Alexander Gidley Essington Anstey, known as ‘Alex’, was born in 1893 in Heidelburg, Bourke, Gippsland, Victoria, Australia to parents George Anstey and Harriet; he is a descendant of the Milverton Ansteys of Somerset. Alex is the brother of fellow Anstey Heroes Hugh George Essington Anstey, Muriel Fanny Essington Anstey and Clement Zouche Essington Anstey.

On 13 March 1915, soon after the outbreak of World War One, Alex signed up for active service at Trafalgar, Victoria as a Private (Service Nbr 7967). On his Attestation Paper he declared that he was a British Subject, religious affiliation ‘Church of England’, and his profession was then a bank clerk. Alex stated also that he had previous service in “Light Horse [Regiment] and 3 years in Cadets and 2 years Sergeant“. Alex was assigned to the 16th Battery F. A. (Field Artillery), 6th Field Artillery Brigade in North Essendon, as a Gunner. He was promoted to Bombardier in October 1915 and embarked from Australia on 22 November 1915 on the ship HMAT ‘Persic‘ after a period of training. He disembarked at Suez, Egypt on 21 December 1915 and proceeded to join the M. E. F. (Mediterranean Expeditionary Force). He then embarked at Alexandria, Egypt on 18 March 1916 on HT ‘Eboe‘, and proceeded to join the B. E. F. (British Expeditionary Force) in Marseilles, France.
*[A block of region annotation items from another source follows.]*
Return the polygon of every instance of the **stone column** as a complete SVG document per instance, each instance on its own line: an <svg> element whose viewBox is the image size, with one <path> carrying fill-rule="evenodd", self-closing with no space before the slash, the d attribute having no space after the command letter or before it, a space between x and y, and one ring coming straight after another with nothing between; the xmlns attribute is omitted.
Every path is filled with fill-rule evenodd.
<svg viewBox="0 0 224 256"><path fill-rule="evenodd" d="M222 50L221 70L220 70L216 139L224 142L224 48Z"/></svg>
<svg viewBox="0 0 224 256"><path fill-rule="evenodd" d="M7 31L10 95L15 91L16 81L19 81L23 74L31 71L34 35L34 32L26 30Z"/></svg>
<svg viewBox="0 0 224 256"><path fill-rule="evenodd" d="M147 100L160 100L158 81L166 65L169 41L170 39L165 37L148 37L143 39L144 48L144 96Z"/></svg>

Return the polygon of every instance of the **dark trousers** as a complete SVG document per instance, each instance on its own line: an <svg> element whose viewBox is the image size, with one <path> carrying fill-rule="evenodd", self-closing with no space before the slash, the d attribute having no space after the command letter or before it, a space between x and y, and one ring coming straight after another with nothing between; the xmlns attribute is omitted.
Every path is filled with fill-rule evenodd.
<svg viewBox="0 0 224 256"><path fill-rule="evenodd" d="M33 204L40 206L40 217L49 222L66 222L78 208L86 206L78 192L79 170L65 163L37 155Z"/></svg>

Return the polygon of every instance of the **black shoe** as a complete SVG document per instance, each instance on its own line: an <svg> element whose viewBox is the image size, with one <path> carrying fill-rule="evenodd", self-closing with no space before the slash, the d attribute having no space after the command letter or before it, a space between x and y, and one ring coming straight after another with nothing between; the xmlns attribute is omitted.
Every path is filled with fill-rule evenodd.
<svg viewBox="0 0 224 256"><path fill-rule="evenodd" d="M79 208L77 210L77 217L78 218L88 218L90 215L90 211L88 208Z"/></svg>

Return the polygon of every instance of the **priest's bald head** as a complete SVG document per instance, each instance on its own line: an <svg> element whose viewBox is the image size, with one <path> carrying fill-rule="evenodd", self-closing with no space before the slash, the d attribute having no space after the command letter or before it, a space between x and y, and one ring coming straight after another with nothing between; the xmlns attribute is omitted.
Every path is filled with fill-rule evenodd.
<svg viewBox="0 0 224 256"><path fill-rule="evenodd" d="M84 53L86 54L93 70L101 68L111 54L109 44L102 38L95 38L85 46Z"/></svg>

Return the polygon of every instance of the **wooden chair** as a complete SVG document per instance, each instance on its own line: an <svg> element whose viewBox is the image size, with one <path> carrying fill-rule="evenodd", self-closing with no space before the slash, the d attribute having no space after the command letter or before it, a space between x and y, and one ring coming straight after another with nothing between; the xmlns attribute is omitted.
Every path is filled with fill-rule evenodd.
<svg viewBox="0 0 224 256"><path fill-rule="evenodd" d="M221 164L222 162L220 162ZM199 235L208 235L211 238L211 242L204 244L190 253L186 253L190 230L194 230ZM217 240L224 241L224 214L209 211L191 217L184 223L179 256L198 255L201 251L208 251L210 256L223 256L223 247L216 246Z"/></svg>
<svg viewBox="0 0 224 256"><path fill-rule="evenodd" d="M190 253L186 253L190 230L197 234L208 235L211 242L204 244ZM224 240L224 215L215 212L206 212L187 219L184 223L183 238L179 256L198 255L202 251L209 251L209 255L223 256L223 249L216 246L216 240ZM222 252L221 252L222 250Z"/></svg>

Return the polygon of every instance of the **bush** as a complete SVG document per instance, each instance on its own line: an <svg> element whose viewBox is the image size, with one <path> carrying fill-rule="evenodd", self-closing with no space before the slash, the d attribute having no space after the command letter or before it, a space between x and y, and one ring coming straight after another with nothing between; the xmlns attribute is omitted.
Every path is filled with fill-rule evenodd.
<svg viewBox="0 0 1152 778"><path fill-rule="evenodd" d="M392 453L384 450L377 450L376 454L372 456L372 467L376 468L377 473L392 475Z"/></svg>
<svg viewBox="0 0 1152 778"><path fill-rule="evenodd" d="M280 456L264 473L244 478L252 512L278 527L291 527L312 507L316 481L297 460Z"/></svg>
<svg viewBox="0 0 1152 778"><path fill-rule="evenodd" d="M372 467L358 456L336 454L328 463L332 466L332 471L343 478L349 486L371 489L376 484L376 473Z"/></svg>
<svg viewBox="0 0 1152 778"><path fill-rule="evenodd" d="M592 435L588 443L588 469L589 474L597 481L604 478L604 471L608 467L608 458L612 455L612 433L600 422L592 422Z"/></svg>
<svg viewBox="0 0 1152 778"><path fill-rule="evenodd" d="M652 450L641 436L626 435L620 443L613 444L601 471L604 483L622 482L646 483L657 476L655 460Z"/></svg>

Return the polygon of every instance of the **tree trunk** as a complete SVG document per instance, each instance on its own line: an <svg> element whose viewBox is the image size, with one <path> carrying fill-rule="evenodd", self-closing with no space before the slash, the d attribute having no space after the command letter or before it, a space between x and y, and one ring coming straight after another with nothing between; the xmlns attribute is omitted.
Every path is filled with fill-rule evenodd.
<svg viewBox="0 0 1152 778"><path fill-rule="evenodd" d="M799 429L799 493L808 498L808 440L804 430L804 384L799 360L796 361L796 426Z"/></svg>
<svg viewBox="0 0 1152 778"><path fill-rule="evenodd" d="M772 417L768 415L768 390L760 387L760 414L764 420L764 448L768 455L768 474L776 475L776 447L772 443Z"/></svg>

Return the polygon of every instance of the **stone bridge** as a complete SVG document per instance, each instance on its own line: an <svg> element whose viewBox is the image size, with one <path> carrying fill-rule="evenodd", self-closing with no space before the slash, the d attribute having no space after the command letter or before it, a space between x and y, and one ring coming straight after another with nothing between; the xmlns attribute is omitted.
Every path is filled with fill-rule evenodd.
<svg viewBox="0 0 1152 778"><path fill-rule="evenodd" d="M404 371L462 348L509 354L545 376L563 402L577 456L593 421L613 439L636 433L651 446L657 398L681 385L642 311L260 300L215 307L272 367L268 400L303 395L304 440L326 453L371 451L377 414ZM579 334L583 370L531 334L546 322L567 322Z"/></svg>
Alex fought mainly in Northern France. He was promoted to Temporary Corporal “in the field” in France on 18 November 1916, then in May 1917 he was promoted to Corporal. He was further promoted to Temporary Sergeant in October 1917 and promoted yet again in October 1917 to Sergeant, whilst fighting in the Third Battle of Ypres in Belgium. Alex was “wounded in action” on 27 October 1917, receiving a gunshot wound in his chest (“G. S. W. Chest“) and taken in the 3rd Field Ambulance to the 57th General Hospital in Etaples, Pas de Calais, Northern France. To the best of our research, Alex was shot whilst conducting patrols in no man’s land to hold the line along the Broodseinde Ridge in Belgium, a few weeks after the successful Battle of Broodseinde near Ypres (in which Alex likely fought).
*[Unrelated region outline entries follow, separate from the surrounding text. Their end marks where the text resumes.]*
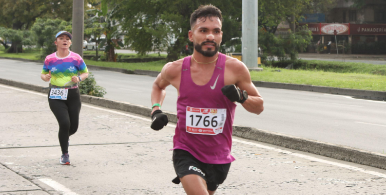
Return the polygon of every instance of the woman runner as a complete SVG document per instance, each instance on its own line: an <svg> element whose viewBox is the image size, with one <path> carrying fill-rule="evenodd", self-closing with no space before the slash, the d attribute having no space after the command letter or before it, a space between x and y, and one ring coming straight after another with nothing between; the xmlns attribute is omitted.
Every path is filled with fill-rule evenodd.
<svg viewBox="0 0 386 195"><path fill-rule="evenodd" d="M69 50L72 39L70 33L60 31L55 38L57 51L46 57L40 78L46 82L51 80L48 104L59 124L62 154L59 162L70 164L69 138L77 130L82 106L77 83L88 77L88 71L80 56Z"/></svg>

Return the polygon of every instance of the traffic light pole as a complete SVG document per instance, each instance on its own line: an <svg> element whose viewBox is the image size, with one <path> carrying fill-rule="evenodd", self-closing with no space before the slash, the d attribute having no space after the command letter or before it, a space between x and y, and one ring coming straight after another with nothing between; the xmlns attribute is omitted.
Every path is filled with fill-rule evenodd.
<svg viewBox="0 0 386 195"><path fill-rule="evenodd" d="M243 0L242 39L241 53L243 62L249 68L257 67L257 0Z"/></svg>
<svg viewBox="0 0 386 195"><path fill-rule="evenodd" d="M71 50L83 58L84 0L73 1L72 46Z"/></svg>

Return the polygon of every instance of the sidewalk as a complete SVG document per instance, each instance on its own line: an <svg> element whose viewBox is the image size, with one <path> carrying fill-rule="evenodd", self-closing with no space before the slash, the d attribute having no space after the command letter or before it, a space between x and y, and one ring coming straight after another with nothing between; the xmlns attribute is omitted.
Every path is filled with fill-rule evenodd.
<svg viewBox="0 0 386 195"><path fill-rule="evenodd" d="M0 195L183 195L171 182L175 124L83 104L72 165L59 164L47 96L0 85ZM232 163L216 195L382 194L386 170L233 137ZM374 187L377 186L377 187Z"/></svg>
<svg viewBox="0 0 386 195"><path fill-rule="evenodd" d="M352 60L368 60L386 61L386 55L366 55L359 54L339 53L339 56L335 53L299 53L300 58L318 58L318 59L352 59Z"/></svg>

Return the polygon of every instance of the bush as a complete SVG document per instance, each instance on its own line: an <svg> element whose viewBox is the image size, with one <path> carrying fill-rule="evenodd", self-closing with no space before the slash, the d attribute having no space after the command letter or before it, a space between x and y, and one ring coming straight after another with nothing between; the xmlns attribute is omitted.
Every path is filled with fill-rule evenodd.
<svg viewBox="0 0 386 195"><path fill-rule="evenodd" d="M261 28L258 36L259 46L263 51L261 60L264 62L273 60L274 57L280 60L294 60L299 51L305 50L312 38L311 31L306 26L299 27L295 33L279 36Z"/></svg>
<svg viewBox="0 0 386 195"><path fill-rule="evenodd" d="M81 94L89 95L103 97L106 93L105 89L96 85L94 74L89 72L89 76L79 84L79 90Z"/></svg>

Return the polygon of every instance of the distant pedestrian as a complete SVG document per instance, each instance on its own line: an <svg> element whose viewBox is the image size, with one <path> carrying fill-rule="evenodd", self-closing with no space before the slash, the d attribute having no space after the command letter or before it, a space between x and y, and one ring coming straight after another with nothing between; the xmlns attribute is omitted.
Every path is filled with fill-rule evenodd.
<svg viewBox="0 0 386 195"><path fill-rule="evenodd" d="M62 31L55 38L57 51L46 57L40 78L46 82L51 80L48 104L59 124L62 152L59 162L70 164L69 138L77 130L82 106L77 83L88 77L88 71L80 56L69 50L71 34ZM78 72L80 73L79 76Z"/></svg>

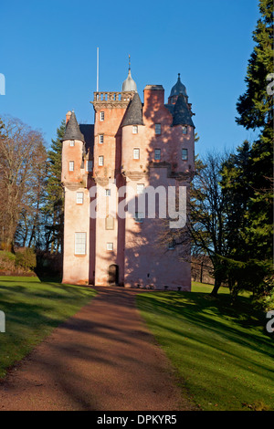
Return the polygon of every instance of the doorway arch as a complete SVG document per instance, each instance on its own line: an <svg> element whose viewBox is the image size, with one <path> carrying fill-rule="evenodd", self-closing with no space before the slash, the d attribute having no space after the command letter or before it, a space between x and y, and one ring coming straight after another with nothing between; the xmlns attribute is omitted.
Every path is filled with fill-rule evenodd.
<svg viewBox="0 0 274 429"><path fill-rule="evenodd" d="M109 267L109 285L119 286L119 266L111 264Z"/></svg>

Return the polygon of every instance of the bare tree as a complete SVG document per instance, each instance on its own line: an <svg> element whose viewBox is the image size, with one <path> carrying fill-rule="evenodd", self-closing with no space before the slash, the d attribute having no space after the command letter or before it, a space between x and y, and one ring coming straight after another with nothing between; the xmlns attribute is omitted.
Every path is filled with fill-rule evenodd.
<svg viewBox="0 0 274 429"><path fill-rule="evenodd" d="M21 216L31 213L36 227L37 210L41 191L41 172L46 162L44 141L39 131L19 120L2 118L4 127L0 139L0 207L2 247L14 249L15 235ZM25 221L26 218L25 219ZM30 236L30 225L27 226ZM25 240L25 244L26 244ZM31 244L30 240L30 243Z"/></svg>

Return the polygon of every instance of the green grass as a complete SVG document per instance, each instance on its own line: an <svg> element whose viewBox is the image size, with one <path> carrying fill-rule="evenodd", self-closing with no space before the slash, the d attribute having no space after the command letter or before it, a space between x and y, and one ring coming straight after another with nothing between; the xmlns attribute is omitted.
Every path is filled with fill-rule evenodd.
<svg viewBox="0 0 274 429"><path fill-rule="evenodd" d="M5 332L0 333L0 378L95 293L37 277L0 276L0 310L5 314Z"/></svg>
<svg viewBox="0 0 274 429"><path fill-rule="evenodd" d="M148 328L176 369L182 387L203 410L274 410L273 338L248 294L231 306L212 286L192 292L137 296Z"/></svg>

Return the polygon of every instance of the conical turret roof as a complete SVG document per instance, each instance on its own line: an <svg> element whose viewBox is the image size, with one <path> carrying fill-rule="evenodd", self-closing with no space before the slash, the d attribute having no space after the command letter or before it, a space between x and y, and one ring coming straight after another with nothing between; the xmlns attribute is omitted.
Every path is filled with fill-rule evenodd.
<svg viewBox="0 0 274 429"><path fill-rule="evenodd" d="M126 125L143 125L142 106L138 92L134 94L124 115L121 126Z"/></svg>
<svg viewBox="0 0 274 429"><path fill-rule="evenodd" d="M74 110L72 110L70 119L67 124L65 135L62 141L64 140L79 140L80 141L85 141L84 136L79 130Z"/></svg>
<svg viewBox="0 0 274 429"><path fill-rule="evenodd" d="M183 94L179 95L174 105L173 126L175 125L190 125L191 127L195 127L191 119L190 110Z"/></svg>
<svg viewBox="0 0 274 429"><path fill-rule="evenodd" d="M183 94L184 97L187 97L186 89L184 85L181 82L180 73L178 73L178 80L175 85L172 88L169 97L174 97L176 95Z"/></svg>

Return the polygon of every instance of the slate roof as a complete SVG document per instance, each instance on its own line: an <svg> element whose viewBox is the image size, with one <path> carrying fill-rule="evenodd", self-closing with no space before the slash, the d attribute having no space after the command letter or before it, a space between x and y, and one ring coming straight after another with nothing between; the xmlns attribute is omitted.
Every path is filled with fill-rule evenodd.
<svg viewBox="0 0 274 429"><path fill-rule="evenodd" d="M85 141L84 136L79 130L74 110L72 110L70 119L67 124L65 135L62 141L64 140L79 140L80 141Z"/></svg>
<svg viewBox="0 0 274 429"><path fill-rule="evenodd" d="M191 125L195 127L191 119L191 113L187 107L186 101L183 94L180 94L174 108L173 127L175 125Z"/></svg>
<svg viewBox="0 0 274 429"><path fill-rule="evenodd" d="M143 125L142 106L138 92L134 94L124 115L121 126L126 125Z"/></svg>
On 16 November 1917 Alex was transferred to England from France on the ‘St Andrew‘, being admitted to the Military Hospital at Bagthorpe. In February 1918 he was transferred to the Nbr 3 Auxiliary Hospital in Dartford. In April 1918, having partially recovered, he “marched in from England” to France and then “marched out to unit” in Havre, rejoining the 6th Army Brigade Australian Field Artillery as an “ex wounded“.

In July 1918 Alex proceeded from France to England to “join Artillery Cadet School“. By January 1919 he was a 2nd Lieutenant on probation (AIF List 428) and by April 1919 he had become a Lieutenant. In March 1919 Alex was permanently detached to the 2nd DAC (Divisional Artillery Column).
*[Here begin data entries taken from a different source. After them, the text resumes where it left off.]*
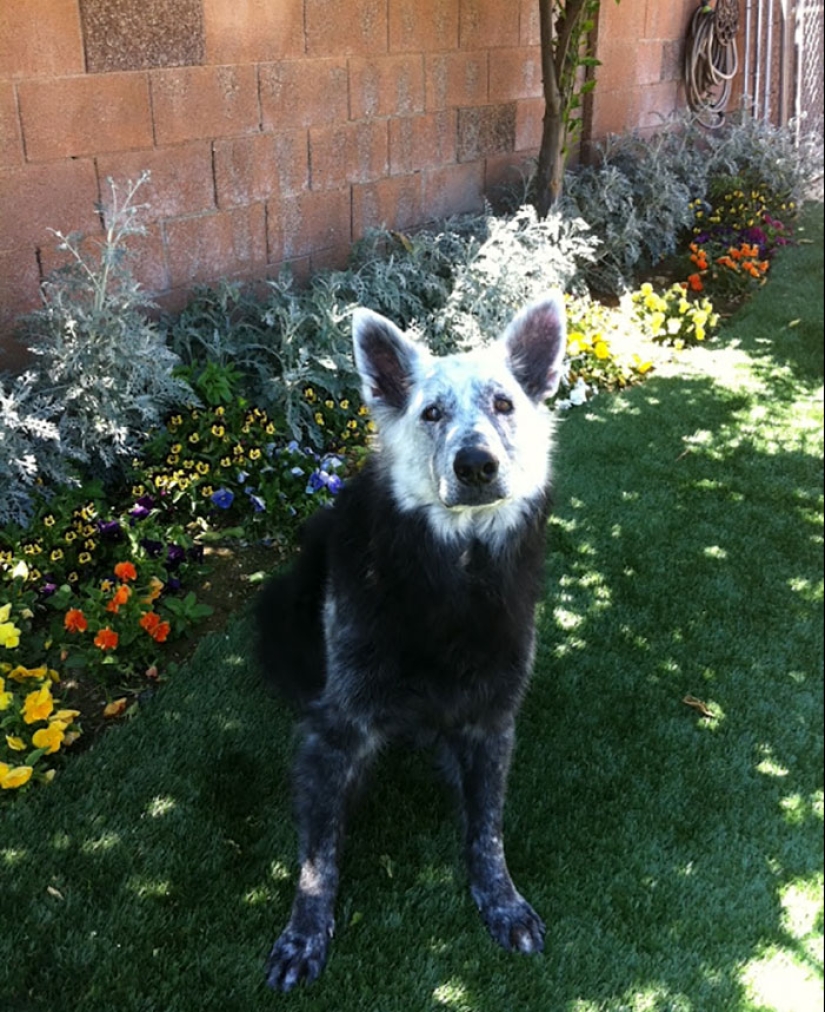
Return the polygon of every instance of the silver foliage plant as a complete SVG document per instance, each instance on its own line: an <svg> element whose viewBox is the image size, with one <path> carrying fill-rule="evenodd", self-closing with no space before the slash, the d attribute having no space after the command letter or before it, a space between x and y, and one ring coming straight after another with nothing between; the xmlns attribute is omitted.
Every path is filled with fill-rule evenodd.
<svg viewBox="0 0 825 1012"><path fill-rule="evenodd" d="M61 452L94 473L116 470L142 438L191 390L172 375L177 356L146 315L150 301L127 261L126 240L144 235L136 202L144 173L99 207L101 239L64 236L66 266L43 284L43 307L22 321L36 356L39 394L59 406Z"/></svg>
<svg viewBox="0 0 825 1012"><path fill-rule="evenodd" d="M72 480L61 452L59 420L57 404L37 392L32 370L0 376L0 526L24 527L31 519L35 490Z"/></svg>

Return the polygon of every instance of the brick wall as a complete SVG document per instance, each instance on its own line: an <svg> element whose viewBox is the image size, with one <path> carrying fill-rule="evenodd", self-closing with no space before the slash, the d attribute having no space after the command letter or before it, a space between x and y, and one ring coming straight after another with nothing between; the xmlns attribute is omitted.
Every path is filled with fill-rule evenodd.
<svg viewBox="0 0 825 1012"><path fill-rule="evenodd" d="M605 0L589 135L678 100L692 2ZM538 0L0 0L0 367L48 229L99 235L107 177L151 170L136 273L174 308L481 207L535 153L541 96Z"/></svg>
<svg viewBox="0 0 825 1012"><path fill-rule="evenodd" d="M630 130L653 133L686 108L684 36L696 0L603 0L599 11L596 88L585 140Z"/></svg>

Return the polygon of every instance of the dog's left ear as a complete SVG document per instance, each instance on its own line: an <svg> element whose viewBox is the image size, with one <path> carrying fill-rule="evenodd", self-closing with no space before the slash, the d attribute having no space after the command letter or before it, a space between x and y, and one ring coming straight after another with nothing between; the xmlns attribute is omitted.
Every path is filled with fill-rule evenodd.
<svg viewBox="0 0 825 1012"><path fill-rule="evenodd" d="M365 403L403 411L420 349L386 317L361 308L352 314L352 345Z"/></svg>
<svg viewBox="0 0 825 1012"><path fill-rule="evenodd" d="M501 338L510 371L533 401L553 397L567 351L564 298L553 291L531 303L510 322Z"/></svg>

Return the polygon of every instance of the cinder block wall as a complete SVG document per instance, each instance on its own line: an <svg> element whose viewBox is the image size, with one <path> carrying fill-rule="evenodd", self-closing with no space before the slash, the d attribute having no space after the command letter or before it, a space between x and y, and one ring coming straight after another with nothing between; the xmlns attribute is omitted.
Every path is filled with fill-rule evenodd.
<svg viewBox="0 0 825 1012"><path fill-rule="evenodd" d="M151 170L136 272L173 304L481 207L541 94L532 0L2 0L4 336L109 176Z"/></svg>
<svg viewBox="0 0 825 1012"><path fill-rule="evenodd" d="M605 0L589 136L677 101L692 2ZM152 173L135 270L171 308L481 207L538 149L539 44L538 0L0 0L0 369L107 177Z"/></svg>

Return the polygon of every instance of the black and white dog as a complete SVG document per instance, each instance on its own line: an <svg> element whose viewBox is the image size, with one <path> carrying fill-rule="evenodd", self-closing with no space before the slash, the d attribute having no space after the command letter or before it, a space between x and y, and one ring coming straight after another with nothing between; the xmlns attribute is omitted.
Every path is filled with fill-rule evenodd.
<svg viewBox="0 0 825 1012"><path fill-rule="evenodd" d="M516 710L533 658L552 419L565 354L557 293L494 344L434 357L368 310L355 363L380 445L307 525L297 565L262 591L260 654L303 709L295 792L301 871L267 980L321 973L333 933L347 796L393 740L433 745L462 800L473 899L505 949L545 926L501 839Z"/></svg>

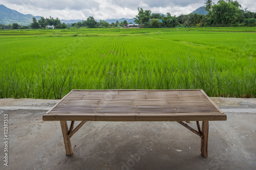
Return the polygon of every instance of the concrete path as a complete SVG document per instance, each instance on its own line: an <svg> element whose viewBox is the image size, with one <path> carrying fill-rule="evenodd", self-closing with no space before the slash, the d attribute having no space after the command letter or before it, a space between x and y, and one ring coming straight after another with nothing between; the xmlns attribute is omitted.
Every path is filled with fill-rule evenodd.
<svg viewBox="0 0 256 170"><path fill-rule="evenodd" d="M206 158L199 137L176 122L89 122L67 156L59 123L42 120L58 100L0 99L0 169L256 169L256 99L211 99L227 120L210 122Z"/></svg>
In June 1919 Alex returned to Australia on HT ‘Mahia‘, arriving in Melbourne with “disability haemorrhoid and hammer toes” in July 1919. His appointment was terminated with the AIF (Australian Imperial Force) in November 1919. Alex received the Victory Medal in 1923, as well as the 1914/15 Star Medal and the British War Medal for his services.

After his return, Alex obtained a loan in 1920 under the ‘Returned Soldiers Settlement Act, 1916‘ to buy land at Urangeline, Wagga Wagga in New South Wales. As far as we can tell, Alex never married or had children. In 1938, Alex was co-executor to his mother’s will, at which time he was “of Manar, Kyabram, a farmer“.

Alex died in January 1962 in Kyabram, Victoria, he was a “retired grazier“; probate was on 25 May 1962. He is buried at Springvale Botanical Cemetery, Melbourne, a plaque there stating “Lieutenant A. G. E. Anstey 6 (Army) Bde A. F. A. 24-1-1962 Age 68“.

A photo of “Sergeant A. Essington Anstey, son of Mr and Mrs George Anstey, Victoria – great great grandson of Capt Gidley King, Third Governor of New South Wales” can be found in the 15 May 1918 edition of the ‘Sydney Mail‘ newspaper. Alex is also commemorated on the Australian War Memorial Nominal Roll ‘133-1’.